Singlet oxygen scavenging by α‐tocopherol and β‐carotene: Kinetic studies in phospholipid membranes and ethanol solution

Abstract

The rate constants (k_s of ¹O₂ scavenging for α-tocopherol (α-Toc) and β-carotene (β-Car) were measured in liposome membranes, and compared with those in EtOH solution. ¹O₂ was site-specifically generated by photoirradiation using two photosensitizers, water-soluble Rose bengal (RB) and lipid-soluble 12-(1-pyrene)-dodecanoic acid (PDA). The k_s value for β-Car in EtOH solution was 1.3 × 10¹⁰ M⁻¹ s⁻¹, which was 36 times that for α-Toc (3.6 × 10⁸ M⁻¹ s⁻¹), but there was no difference between their k_s values in liposomes (1.8 × 10⁷ M⁻¹ s⁻¹ for β-Car and 1.2 × 10⁷ M⁻¹ s⁻¹ for α-Toc).
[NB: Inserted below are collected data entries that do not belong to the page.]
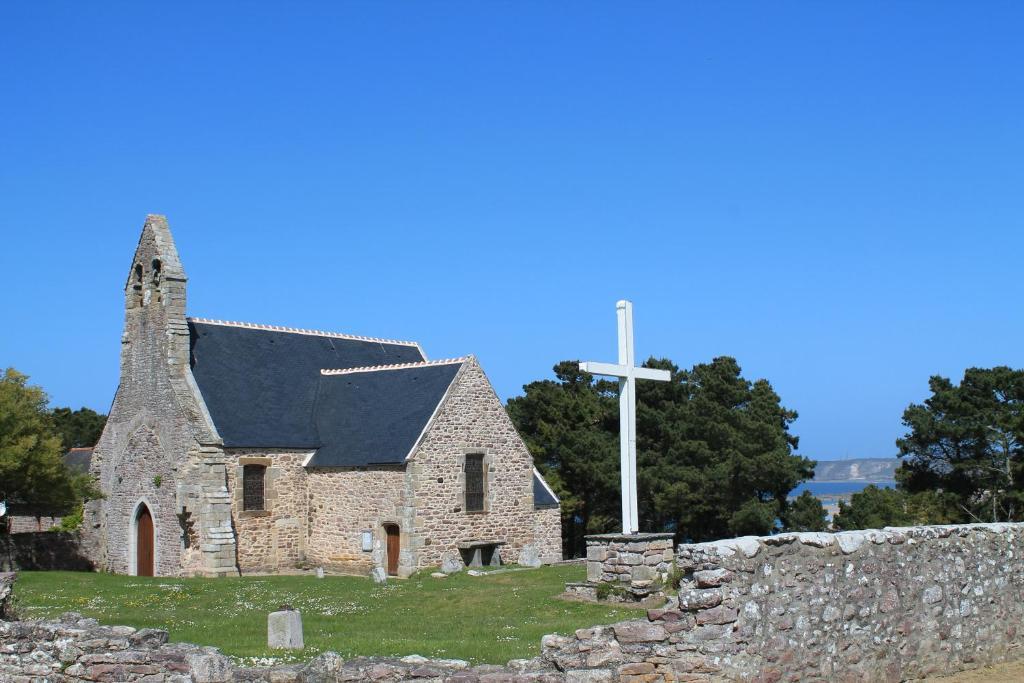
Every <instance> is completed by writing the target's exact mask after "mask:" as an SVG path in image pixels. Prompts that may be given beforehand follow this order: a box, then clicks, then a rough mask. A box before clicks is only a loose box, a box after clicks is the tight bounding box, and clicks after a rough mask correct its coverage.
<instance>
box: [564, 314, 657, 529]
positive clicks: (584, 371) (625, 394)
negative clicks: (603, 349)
mask: <svg viewBox="0 0 1024 683" xmlns="http://www.w3.org/2000/svg"><path fill="white" fill-rule="evenodd" d="M615 312H616V313H617V314H618V364H617V365H615V364H611V362H594V361H588V362H581V364H580V370H582V371H583V372H585V373H591V374H593V375H609V376H611V377H617V378H618V444H620V458H621V462H622V464H621V466H620V469H621V471H620V478H621V481H622V487H623V533H636V532H637V531H638V530H639V529H638V526H639V515H638V514H637V380H638V379H641V380H654V381H656V382H668V381H669V380H670V379H671V377H672V376H671V375H670V373H669V371H668V370H652V369H650V368H637V367H636V362H635V361H634V357H633V304H632V303H631V302H629V301H625V300H624V301H618V302H616V303H615Z"/></svg>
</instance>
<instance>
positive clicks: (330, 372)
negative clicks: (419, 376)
mask: <svg viewBox="0 0 1024 683" xmlns="http://www.w3.org/2000/svg"><path fill="white" fill-rule="evenodd" d="M468 359H469V356H465V355H464V356H460V357H458V358H439V359H437V360H421V361H418V362H395V364H391V365H388V366H364V367H361V368H338V369H335V368H324V369H322V370H321V375H326V376H333V375H353V374H355V373H372V372H379V371H383V370H408V369H411V368H427V367H429V366H454V365H457V364H461V362H466V360H468Z"/></svg>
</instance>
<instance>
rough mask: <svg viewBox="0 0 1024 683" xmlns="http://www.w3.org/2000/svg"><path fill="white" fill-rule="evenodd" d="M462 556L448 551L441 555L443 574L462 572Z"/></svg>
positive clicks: (462, 565)
mask: <svg viewBox="0 0 1024 683" xmlns="http://www.w3.org/2000/svg"><path fill="white" fill-rule="evenodd" d="M462 567H463V564H462V556H461V555H459V553H456V552H452V551H449V552H446V553H444V554H443V555H441V571H443V572H444V573H456V572H458V571H462Z"/></svg>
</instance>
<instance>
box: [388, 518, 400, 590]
mask: <svg viewBox="0 0 1024 683" xmlns="http://www.w3.org/2000/svg"><path fill="white" fill-rule="evenodd" d="M384 530H385V531H387V572H388V574H390V575H392V577H397V575H398V553H399V552H400V550H401V535H400V532H399V531H398V525H397V524H384Z"/></svg>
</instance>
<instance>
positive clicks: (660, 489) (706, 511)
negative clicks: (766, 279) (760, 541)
mask: <svg viewBox="0 0 1024 683" xmlns="http://www.w3.org/2000/svg"><path fill="white" fill-rule="evenodd" d="M645 365H646V366H647V367H649V368H660V369H664V370H669V371H670V373H671V375H672V380H671V381H670V382H639V383H638V391H637V393H638V396H637V460H638V476H637V478H638V488H639V513H640V520H641V526H642V527H643V529H644V530H672V531H675V532H676V535H677V537H678V538H679V539H680V540H693V541H705V540H709V539H716V538H724V537H728V536H734V535H737V533H767V532H769V531H770V530H772V529H773V528H774V527H775V526H776V521H777V519H778V518H779V516H780V515H781V514H782V513H783V512H784V510H785V507H786V504H785V500H786V496H787V495H788V493H790V490H792V489H793V488H794V486H796V485H797V484H798V483H800V482H801V481H803V480H805V479H807V478H809V477H811V476H812V475H813V470H814V463H813V462H812V461H810V460H807V459H806V458H802V457H800V456H796V455H794V454H793V453H792V452H793V450H794V449H795V447H796V446H797V437H796V436H793V435H792V434H790V432H788V427H790V425H791V424H792V422H793V421H794V420H795V419H796V418H797V414H796V413H795V412H793V411H788V410H786V409H784V408H782V407H781V404H780V400H779V397H778V395H777V394H776V393H775V392H774V390H772V388H771V385H770V384H769V383H768V382H767V381H765V380H759V381H757V382H750V381H748V380H745V379H743V378H742V377H741V375H740V369H739V366H738V365H737V364H736V361H735V360H734V359H733V358H728V357H721V358H715V359H714V360H713V361H712V362H711V364H705V365H698V366H696V367H694V368H693V369H692V370H689V371H680V370H679V369H678V368H677V367H676V366H675V365H673V364H672V362H671V361H670V360H667V359H653V358H651V359H649V360H648V361H647V362H646V364H645ZM555 376H556V378H557V380H556V381H551V380H546V381H541V382H534V383H531V384H528V385H526V386H525V387H523V388H524V391H525V394H524V395H523V396H518V397H515V398H512V399H510V400H509V402H508V412H509V415H510V417H511V418H512V421H513V422H514V423H515V425H516V427H517V428H518V429H519V432H520V433H521V434H522V436H523V438H524V439H525V441H526V444H527V445H528V446H529V450H530V452H531V453H532V455H534V458H535V462H536V464H537V465H538V467H539V469H541V471H542V472H543V473H544V474H545V476H546V477H548V479H549V482H550V483H551V484H552V486H553V487H554V488H555V490H556V493H558V495H559V497H560V498H561V501H562V514H563V533H564V537H565V538H564V541H565V550H566V551H567V552H568V553H570V554H578V553H580V552H581V551H582V550H583V547H584V543H583V536H584V535H585V533H594V532H600V531H610V530H616V529H617V528H618V524H620V489H618V488H620V487H618V409H617V400H616V392H617V385H616V383H613V382H608V381H605V380H595V378H594V377H593V376H591V375H589V374H587V373H582V372H580V371H579V369H578V365H577V362H575V361H568V360H566V361H563V362H560V364H558V365H557V366H555Z"/></svg>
In the liposomes, the k_s value for α-Toc was affected by the membrane site where ¹O₂ was generated, which depended on the localization of the photosensitizer, being high at the membrane surface in the RB-system and low in the inner region of the membrane in the PDA-system. In contrast, the k_s value for β-Car was not affected by the ¹O₂-generating site. These differences were supposed to be caused by differences in the relative concentrations of ¹O₂ and active sites of α-Toc and β-Car in the membranes. α-Toc and β-Car inhibited ¹O₂-dependent peroxidation of egg yolk phosphatidylcholine (egg PC). The concentrations of α-Toc required for 50% inhibition of lipid peroxidation (IC₅₀) were higher than those of β-Car, being more than 6 times higher in EtOH solution and less than 2 times higher in liposomes. The ratio of the antioxidant activity of β-Car to that of α-Toc was more in EtOH solution than in liposomes, and was well correlated with the ratio of their ¹O₂ scavenging rate constants.